To me, the simplest (nontrivial) way to do this is to exploit functions' representations as power series. For instance, begin with:
$$e^x = 1 + x + \frac{x^2}{2} + \frac{x^3}{6} + \frac{x^4}{24} + \dots = \sum_{i=0}^{\infty} \frac{x^i}{i!}.$$
To cook up an interesting L'Hospital problem, subtract off the first few terms of this series expansion from $e^x$ and divide by an appropriate term. All the following are classical Calculus I examples which are inspired by the above series expansion: \begin{align*}\lim_{x \to 0} \frac{e^x - 1}{x} &\qquad \text{(requires 1 use of L'H)} \\ \lim_{x \to 0} \frac{e^x - 1- x}{x^2} &\qquad \text{(requires 2 uses of L'H)} \\ \lim_{x \to 0} \frac{e^x - 1 - x - \frac{x^2}{2}}{x^3} &\qquad \text{(requires 3 uses of L'H)} \end{align*} and so forth. You can pick any function you like in place of $e^x$, of course, so long as it has enough derivatives to play with.
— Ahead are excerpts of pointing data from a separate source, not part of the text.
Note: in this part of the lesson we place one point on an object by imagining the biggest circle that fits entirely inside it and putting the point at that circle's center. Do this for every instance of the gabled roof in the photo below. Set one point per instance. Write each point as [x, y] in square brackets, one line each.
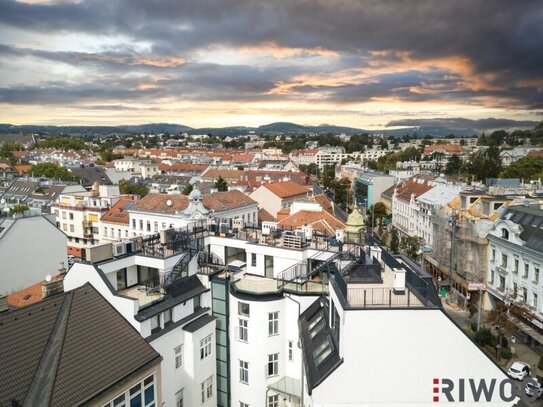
[118, 213]
[322, 221]
[183, 167]
[217, 201]
[287, 189]
[412, 186]
[228, 175]
[65, 350]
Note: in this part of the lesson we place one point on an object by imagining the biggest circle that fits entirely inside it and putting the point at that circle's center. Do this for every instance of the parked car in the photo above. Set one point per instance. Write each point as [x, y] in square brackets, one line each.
[530, 389]
[519, 370]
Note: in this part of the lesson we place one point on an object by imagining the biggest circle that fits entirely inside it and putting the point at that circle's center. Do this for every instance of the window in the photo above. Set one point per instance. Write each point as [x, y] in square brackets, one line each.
[243, 330]
[273, 401]
[207, 389]
[502, 284]
[167, 315]
[273, 364]
[243, 309]
[179, 399]
[244, 372]
[273, 323]
[178, 356]
[205, 347]
[141, 395]
[290, 350]
[155, 324]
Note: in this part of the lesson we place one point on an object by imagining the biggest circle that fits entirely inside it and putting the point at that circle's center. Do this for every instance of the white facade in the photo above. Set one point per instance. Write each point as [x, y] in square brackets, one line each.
[78, 215]
[30, 248]
[185, 367]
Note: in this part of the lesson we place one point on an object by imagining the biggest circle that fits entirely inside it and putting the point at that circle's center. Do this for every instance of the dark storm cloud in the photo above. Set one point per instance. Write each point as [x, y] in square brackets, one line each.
[459, 123]
[500, 39]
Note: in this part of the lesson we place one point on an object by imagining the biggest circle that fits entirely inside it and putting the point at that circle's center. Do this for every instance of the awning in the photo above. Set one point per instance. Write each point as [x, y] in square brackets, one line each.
[288, 385]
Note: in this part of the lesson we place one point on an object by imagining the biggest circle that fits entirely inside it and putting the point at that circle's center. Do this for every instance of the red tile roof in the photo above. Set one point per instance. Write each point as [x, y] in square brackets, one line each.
[287, 189]
[321, 221]
[412, 186]
[183, 167]
[118, 213]
[217, 201]
[227, 175]
[536, 154]
[22, 168]
[447, 148]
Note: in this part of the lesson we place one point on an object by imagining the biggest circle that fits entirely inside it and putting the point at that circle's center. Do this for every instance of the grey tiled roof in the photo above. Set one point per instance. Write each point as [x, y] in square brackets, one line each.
[199, 323]
[66, 349]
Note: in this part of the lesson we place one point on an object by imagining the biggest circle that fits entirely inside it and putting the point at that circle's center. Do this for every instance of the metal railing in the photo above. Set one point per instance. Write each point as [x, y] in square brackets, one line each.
[381, 297]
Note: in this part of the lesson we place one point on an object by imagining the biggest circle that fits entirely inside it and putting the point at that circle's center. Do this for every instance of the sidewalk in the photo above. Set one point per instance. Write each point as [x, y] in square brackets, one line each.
[522, 352]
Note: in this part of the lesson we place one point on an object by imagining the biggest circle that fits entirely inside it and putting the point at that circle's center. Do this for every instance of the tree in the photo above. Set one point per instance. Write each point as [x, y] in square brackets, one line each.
[127, 188]
[50, 170]
[528, 168]
[379, 211]
[411, 246]
[21, 208]
[7, 148]
[221, 184]
[187, 189]
[341, 190]
[394, 241]
[454, 166]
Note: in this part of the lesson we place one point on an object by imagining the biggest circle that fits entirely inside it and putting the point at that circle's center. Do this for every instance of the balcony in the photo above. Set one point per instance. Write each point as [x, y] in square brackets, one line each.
[144, 295]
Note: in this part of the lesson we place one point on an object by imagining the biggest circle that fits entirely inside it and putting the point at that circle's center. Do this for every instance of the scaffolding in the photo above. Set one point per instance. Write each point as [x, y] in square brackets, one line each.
[469, 252]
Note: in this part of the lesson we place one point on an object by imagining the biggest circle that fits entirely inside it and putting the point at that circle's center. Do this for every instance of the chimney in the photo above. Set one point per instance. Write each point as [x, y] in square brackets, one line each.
[49, 287]
[3, 303]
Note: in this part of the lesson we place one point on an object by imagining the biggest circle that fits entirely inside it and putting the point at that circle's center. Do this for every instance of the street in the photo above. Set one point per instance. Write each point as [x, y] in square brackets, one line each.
[522, 352]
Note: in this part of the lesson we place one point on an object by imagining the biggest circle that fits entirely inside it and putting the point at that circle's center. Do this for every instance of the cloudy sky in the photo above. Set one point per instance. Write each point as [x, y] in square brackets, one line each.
[250, 62]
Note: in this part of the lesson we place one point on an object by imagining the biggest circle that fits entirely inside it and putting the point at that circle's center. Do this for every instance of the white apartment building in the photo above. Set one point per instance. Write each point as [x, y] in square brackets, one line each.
[114, 225]
[427, 203]
[156, 212]
[515, 262]
[78, 215]
[143, 168]
[292, 319]
[161, 296]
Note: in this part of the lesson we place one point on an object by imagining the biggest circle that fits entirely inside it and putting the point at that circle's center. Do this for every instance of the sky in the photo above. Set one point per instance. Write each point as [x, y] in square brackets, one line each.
[214, 63]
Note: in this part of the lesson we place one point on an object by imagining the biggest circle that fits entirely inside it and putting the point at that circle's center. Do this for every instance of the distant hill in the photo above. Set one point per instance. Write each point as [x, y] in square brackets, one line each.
[272, 128]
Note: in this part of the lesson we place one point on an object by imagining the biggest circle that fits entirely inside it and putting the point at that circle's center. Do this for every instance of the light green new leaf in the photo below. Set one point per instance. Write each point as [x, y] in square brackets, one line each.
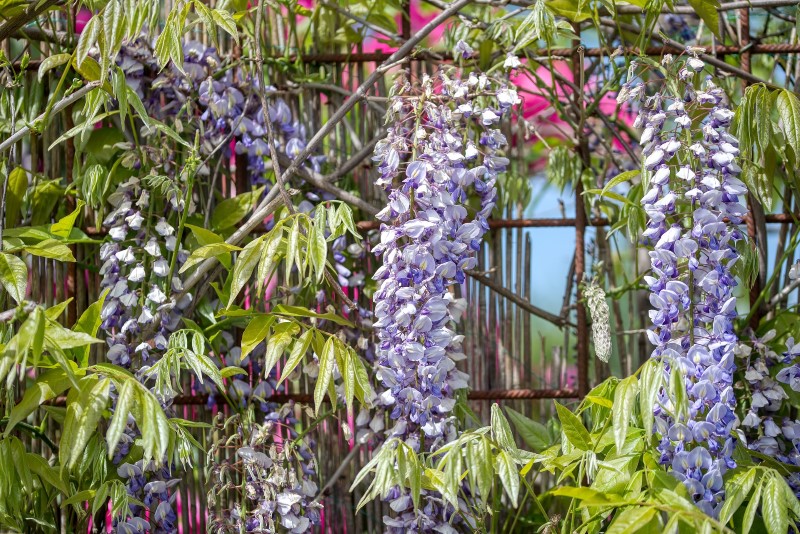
[221, 250]
[298, 352]
[87, 39]
[631, 519]
[507, 471]
[773, 507]
[624, 400]
[51, 62]
[230, 211]
[88, 323]
[533, 433]
[50, 248]
[255, 332]
[501, 431]
[318, 251]
[243, 268]
[789, 112]
[64, 226]
[736, 491]
[326, 361]
[62, 338]
[276, 345]
[573, 428]
[752, 506]
[225, 21]
[650, 383]
[39, 467]
[13, 276]
[299, 311]
[93, 403]
[125, 400]
[48, 386]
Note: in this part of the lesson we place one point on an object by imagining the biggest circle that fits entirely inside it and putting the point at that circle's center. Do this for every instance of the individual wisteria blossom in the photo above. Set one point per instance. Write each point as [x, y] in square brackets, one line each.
[443, 143]
[768, 426]
[693, 205]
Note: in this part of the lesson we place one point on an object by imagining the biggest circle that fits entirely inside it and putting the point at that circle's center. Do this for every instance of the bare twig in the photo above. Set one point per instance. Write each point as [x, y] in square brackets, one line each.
[268, 205]
[61, 104]
[339, 472]
[519, 301]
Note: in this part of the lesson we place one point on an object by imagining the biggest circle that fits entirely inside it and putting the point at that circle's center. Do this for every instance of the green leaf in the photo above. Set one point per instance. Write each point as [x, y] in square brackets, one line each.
[93, 401]
[114, 25]
[64, 226]
[225, 21]
[51, 62]
[318, 251]
[621, 178]
[326, 361]
[736, 491]
[227, 372]
[299, 350]
[276, 345]
[214, 250]
[88, 323]
[244, 266]
[624, 399]
[62, 338]
[677, 389]
[509, 477]
[13, 276]
[125, 400]
[256, 332]
[87, 39]
[48, 386]
[773, 507]
[533, 433]
[707, 10]
[789, 113]
[39, 467]
[299, 311]
[501, 431]
[631, 519]
[17, 186]
[752, 506]
[292, 250]
[50, 248]
[650, 384]
[573, 428]
[80, 497]
[230, 211]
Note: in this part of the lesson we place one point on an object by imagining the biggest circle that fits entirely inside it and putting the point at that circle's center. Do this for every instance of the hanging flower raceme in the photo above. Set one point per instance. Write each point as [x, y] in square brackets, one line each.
[767, 424]
[693, 208]
[142, 307]
[443, 143]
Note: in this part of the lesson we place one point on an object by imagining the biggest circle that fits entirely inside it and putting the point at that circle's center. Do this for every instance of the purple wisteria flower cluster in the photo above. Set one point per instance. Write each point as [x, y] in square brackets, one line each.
[225, 101]
[443, 143]
[282, 493]
[768, 426]
[142, 307]
[693, 205]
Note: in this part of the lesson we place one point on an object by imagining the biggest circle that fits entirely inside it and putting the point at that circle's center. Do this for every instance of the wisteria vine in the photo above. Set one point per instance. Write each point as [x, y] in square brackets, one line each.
[443, 142]
[693, 208]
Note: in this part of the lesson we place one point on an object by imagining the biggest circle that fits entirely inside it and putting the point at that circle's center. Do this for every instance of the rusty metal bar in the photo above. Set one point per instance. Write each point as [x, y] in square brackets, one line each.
[492, 394]
[568, 222]
[370, 57]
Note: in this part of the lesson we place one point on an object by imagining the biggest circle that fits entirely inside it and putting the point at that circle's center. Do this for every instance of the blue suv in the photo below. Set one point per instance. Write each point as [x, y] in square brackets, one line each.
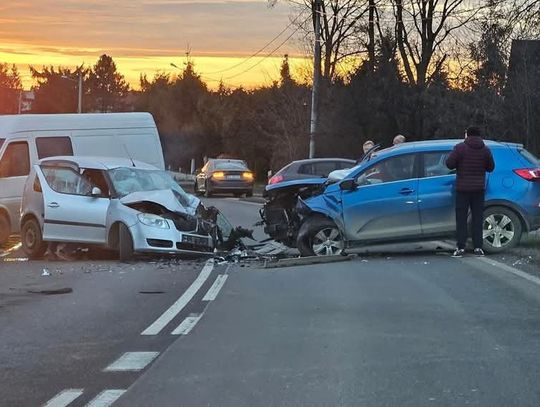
[403, 193]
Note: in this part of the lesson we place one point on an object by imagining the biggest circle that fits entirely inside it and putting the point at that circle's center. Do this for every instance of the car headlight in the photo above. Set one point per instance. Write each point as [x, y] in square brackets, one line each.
[153, 220]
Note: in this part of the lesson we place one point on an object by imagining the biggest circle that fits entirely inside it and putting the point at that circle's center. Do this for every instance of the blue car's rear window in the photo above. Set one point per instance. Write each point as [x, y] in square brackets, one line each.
[530, 157]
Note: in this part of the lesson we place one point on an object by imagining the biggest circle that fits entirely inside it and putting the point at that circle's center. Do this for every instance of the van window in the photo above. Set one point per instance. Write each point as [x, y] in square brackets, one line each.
[53, 146]
[16, 161]
[66, 181]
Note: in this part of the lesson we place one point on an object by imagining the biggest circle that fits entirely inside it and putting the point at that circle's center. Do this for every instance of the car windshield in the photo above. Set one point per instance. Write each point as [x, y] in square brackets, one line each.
[126, 180]
[230, 165]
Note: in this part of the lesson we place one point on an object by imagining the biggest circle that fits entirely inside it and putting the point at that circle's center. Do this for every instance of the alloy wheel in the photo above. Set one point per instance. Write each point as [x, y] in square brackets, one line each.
[499, 230]
[327, 242]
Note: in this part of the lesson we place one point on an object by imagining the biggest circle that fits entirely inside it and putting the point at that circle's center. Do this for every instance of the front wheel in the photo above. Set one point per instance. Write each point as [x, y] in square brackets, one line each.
[502, 229]
[320, 236]
[32, 239]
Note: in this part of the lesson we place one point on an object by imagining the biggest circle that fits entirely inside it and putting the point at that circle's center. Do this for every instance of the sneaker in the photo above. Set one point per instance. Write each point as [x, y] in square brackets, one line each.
[479, 252]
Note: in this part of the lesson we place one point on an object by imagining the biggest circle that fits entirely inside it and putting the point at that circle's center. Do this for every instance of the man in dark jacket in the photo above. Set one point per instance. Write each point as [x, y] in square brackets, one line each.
[472, 159]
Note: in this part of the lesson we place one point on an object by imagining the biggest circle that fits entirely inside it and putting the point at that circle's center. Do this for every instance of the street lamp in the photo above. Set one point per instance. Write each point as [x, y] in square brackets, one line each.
[79, 80]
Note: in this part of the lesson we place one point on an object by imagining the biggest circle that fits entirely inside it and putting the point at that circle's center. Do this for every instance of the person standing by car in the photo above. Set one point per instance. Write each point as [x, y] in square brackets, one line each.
[472, 159]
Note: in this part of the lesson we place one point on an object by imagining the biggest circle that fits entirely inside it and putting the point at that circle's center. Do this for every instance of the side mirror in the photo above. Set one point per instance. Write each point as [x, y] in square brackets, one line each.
[348, 185]
[96, 192]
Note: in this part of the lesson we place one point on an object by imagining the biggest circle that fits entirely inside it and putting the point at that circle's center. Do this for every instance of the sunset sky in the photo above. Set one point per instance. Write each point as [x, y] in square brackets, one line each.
[145, 36]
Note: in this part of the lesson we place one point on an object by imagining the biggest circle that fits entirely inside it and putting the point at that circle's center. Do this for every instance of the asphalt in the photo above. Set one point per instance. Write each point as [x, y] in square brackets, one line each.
[402, 325]
[417, 330]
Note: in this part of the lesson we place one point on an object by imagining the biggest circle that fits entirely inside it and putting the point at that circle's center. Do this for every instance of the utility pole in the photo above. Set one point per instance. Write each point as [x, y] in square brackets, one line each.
[79, 107]
[314, 125]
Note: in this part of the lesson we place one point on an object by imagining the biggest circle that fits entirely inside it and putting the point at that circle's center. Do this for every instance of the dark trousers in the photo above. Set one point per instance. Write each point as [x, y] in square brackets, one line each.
[474, 201]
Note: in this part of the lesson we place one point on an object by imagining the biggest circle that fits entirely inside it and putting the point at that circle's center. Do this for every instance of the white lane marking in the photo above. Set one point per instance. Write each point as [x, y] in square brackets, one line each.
[495, 263]
[106, 398]
[64, 398]
[174, 309]
[216, 288]
[187, 325]
[131, 362]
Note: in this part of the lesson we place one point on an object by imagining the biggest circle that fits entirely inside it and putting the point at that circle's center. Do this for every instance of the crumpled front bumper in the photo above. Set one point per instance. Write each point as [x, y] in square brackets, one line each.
[149, 239]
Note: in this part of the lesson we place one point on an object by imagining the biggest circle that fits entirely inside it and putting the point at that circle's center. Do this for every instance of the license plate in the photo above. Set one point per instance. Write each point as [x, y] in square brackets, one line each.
[199, 241]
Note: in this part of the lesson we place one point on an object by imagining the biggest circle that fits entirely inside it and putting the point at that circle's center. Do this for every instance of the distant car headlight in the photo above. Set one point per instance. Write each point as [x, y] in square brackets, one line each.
[153, 220]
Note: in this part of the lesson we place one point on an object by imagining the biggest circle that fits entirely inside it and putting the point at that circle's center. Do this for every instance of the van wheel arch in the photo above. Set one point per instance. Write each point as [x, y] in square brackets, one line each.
[5, 226]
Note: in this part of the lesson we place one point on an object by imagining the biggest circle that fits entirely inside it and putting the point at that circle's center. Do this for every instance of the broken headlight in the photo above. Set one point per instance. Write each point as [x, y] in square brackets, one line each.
[156, 221]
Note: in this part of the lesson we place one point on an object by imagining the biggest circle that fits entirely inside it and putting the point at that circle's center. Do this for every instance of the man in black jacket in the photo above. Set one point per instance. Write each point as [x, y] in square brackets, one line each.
[472, 159]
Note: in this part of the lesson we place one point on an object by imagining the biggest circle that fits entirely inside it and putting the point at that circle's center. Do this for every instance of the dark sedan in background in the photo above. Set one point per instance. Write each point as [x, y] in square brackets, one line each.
[311, 168]
[224, 176]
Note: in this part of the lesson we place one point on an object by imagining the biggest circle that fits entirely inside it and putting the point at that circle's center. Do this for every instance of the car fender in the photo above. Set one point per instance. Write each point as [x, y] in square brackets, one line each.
[328, 205]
You can also use this approach to cook up slightly more interesting examples. For instance, we could subtract off the appropriate terms from $e^x$ and $\cos(x)$ to get their series expansions to be $Cx^2 + [\text{lower order terms}]$. Specifically, $$\lim_{x \to 0} \frac{e^x - 1 - x}{\cos(x)- 1 }$$ has a nonzero limit and requires two uses of L'Hospital's rule. If we wanted four, we could have subtracted out the $x^2$ and $x^3$ terms from the $e^x$ expansion and the $x^2$ term from the $\cos(x)$ expansion.
What I like about this approach:
- The examples are nontrivial, in the sense that no elementary algebraic techniques will save you from having to use L'Hospital's rule.
- You can immediately tell how many uses of L'Hospital's rule will be required.
- I think it conveys something important both about Taylor series representations of functions and about how L'Hospital's rule works.